What do I write if I don't have an A-number?

"N/A." The marriage green card forms ask for the A-number "(if any)," and their instructions direct "N/A" when you don't have one. USCIS assigns an A-number in connection with the case, and it appears on the receipt notices you get after filing.

My A-number has 8 digits but the system wants 9. What do I do?

Add a zero right after the "A": USCIS's own guidance gives the example of A12345678 becoming A012345678. Keep the padded version consistent everywhere once you use it.

Key takeaways

  • The A-number is your permanent DHS file number: "A" plus 7 to 9 digits, defined in USCIS's glossary.

  • On green cards and EADs it is printed on the front as "USCIS#," the same number without the "A."
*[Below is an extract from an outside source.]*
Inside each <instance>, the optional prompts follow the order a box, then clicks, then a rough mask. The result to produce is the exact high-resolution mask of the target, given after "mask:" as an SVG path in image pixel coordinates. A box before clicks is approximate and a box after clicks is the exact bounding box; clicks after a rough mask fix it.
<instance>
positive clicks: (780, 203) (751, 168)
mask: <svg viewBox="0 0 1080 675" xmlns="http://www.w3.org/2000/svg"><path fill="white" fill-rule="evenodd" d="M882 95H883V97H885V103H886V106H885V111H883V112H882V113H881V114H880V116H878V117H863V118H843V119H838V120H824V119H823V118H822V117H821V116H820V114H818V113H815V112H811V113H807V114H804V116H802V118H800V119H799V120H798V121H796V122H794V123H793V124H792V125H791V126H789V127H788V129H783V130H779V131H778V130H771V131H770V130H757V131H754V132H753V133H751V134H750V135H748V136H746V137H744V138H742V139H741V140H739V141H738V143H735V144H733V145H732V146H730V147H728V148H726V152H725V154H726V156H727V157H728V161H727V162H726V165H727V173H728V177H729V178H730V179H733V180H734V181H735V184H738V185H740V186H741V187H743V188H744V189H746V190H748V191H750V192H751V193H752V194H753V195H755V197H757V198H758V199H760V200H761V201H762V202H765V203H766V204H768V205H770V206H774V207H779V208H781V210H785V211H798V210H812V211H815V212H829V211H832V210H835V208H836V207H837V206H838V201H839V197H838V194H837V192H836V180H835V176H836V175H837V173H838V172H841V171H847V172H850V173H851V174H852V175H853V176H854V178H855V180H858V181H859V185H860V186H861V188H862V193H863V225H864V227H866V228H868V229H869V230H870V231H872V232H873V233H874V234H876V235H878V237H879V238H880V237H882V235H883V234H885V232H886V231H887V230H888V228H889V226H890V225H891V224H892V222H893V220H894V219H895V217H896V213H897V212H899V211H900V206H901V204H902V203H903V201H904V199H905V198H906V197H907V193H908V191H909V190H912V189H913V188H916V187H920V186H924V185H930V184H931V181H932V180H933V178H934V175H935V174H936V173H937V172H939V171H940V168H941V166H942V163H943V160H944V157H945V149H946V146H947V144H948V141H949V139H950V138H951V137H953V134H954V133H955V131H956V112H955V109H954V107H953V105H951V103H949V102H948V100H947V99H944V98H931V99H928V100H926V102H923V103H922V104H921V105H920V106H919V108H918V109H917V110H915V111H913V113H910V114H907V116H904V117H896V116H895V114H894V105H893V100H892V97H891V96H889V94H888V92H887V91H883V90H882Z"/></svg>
  • An F-1 student with an OPT work permit already has an A-number; one without any USCIS-issued document usually does not, and writes "N/A."

  • Receipt numbers (3 letters + 10 digits) track individual cases; the A-number tracks the person across all of them.

  • The USCIS Online Account Number is a different number; the form instructions say so verbatim.

  • Pad an 8-digit A-number with a zero after the "A" when a system requires 9 digits, and keep it consistent across the whole packet.

This article is for educational purposes only and is not legal advice. Green Card Genius is self-help immigration software, not a law firm, and does not provide legal representation. Information current as of July 2026.